Dissuasion : Le ministère des Armées a notifié les premiers marchés pour la transformation de la base aérienne de Luxeuil
par Laurent Lagneau · 27 juillet 2026

En 2009, avec les dissolutions de l’Escadron de chasse 1/4 Dauphiné, de l’Escadron de défense sol-air 04.950 Servance et du Dépôt atelier de munitions spéciales [DAMS] 13.004, associées au départ programmé de l’escadron 2/4 La Fayette à Istres, la base aérienne [BA] 116 de Luxeuil Saint-Sauveur dut son salut à la mobilisation des élus locaux, lesquels surent trouver les arguments qu’il fallait pour la maintenir… mais cela se fit aux dépens de la BA 102 de Dijon, le Groupe de chasse 1/2 «Cigognes» ayant quitté la Bourgogne pour la Haute-Saône.
Dix ans plus tard, alors que son existence était une nouvelle fois menacée, avec le retrait prévu des Mirage 2000-5F, Florence Parly, alors ministre des Armées, assura que la BA 116 allait accueillir un «premier» escadron de Rafale portés au standard F4 à compter de 2032 et qu’elle ferait l’objet d’importants travaux pour moderniser ses infrastructures et améliorer sa sécurité.
Seulement, l’évolution du contexte sécuritaire amena le ministère des Armées à revoir ses plans. En effet, en juin 2024, il fit savoir à Cédric Perrin, le président de la commission sénatoriale des Affaires étrangères et de la Défense, que la BA 116 accueillerait non pas un mais deux escadrons de Rafale et, surtout, qu’elle retrouverait la vocation nucléaire qu’elle avait perdue en 2010.
Cette orientation fut confirmée par le président Macron en mars 2025, celui-ci ayant précisé que ce serait finalement deux escadrons de Rafale portés au standard F5 censés participer à la composante aéroportée de la dissuasion nucléaire, et donc appartenir aux Forces aériennes stratégiques.
La BA 116 «va s’accroître d’une manière inédite et retrouver sa place pleine et entière dans la dissuasion nucléaire française. […] Elle va bénéficier d’investissements massifs pour accueillir les deux prochains escadrons de Rafale. Son format va doubler pour atteindre près de 2 000 militaires et civils à l’horizon 2035. C’est cela, la transformation des dix ans devant nous», affirma le locataire de l’Élysée.
Même si cela n’avait pas été précisé à l’époque, l’installation de deux escadrons à vocation nucléaire sur la BA 116 impliquait celle d’une unité de défense aérienne ainsi que l’établissement d’un DAMS dédié au futur missile ASN4G [Air-Sol Nucléaire de 4e génération].
Selon M. Macron, cette transformation de la BA 116 allait exiger un investissement d’au moins 1,5 milliard d’euros. Près de dix-mois plus tard, les premiers marchés «préparatoires» relatifs à ce vaste chantier ont été notifiés par le Service d’infrastructure de la défense [SID]. C’est en effet ce qu’a fait savoir le ministère des Armées, via un communiqué diffusé le 25 juillet.
«Les marchés notifiés permettront d’engager les prestations préalables nécessaires à la préparation des futures opérations d’infrastructure.
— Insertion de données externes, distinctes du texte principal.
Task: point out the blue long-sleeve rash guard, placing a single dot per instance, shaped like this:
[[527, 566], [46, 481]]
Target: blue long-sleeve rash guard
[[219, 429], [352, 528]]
Ils constituent une étape essentielle dans la conduite du projet et permettront de poursuivre les études techniques indispensables avant le lancement des travaux», lesquels «s’inscrivent dans des programmes d’ensembles pilotés par la Direction générale de l’armement, afin d’assurer une cohérence technique et calendaire entre la livraison sur la BA 116 des infrastructures et des matériels au profit de l’armée de l’Air et de l’Espace», a-t-il précisé.
Ce chantier de «transformation» débutera en 2027 et va mobiliser «plusieurs centaines de professionnels» du bâtiment et des travaux publics, avec, selon le ministère, des «effectifs pouvant atteindre 1 500 à 2 000 personnes selon les phases du projet». Ce qui ne sera sans doute pas simple à gérer du point de vue de la sécurité.
Et d’ajouter qu’il fera appel à de nombreux corps de métiers et expertises, qu’il s’agisse des entreprises de construction, des spécialistes de la sécurité des chantiers, des bureaux d’études ou encore des experts en structure, thermique, acoustique et autres domaines techniques».
Selon un avis de marché émis par le SID en mai dernier, les travaux consisteront, entre autres, à construire, d’ici 2032, les infrastructures nécessaires à l’accueil des deux escadrons de Rafale F5 [désignés, pour le moment, RAF7 et RAF8], un bâtiment IT et un bâtiment censé abriter des simulateurs. Il est aussi question d’adapter les aires aéronautiques.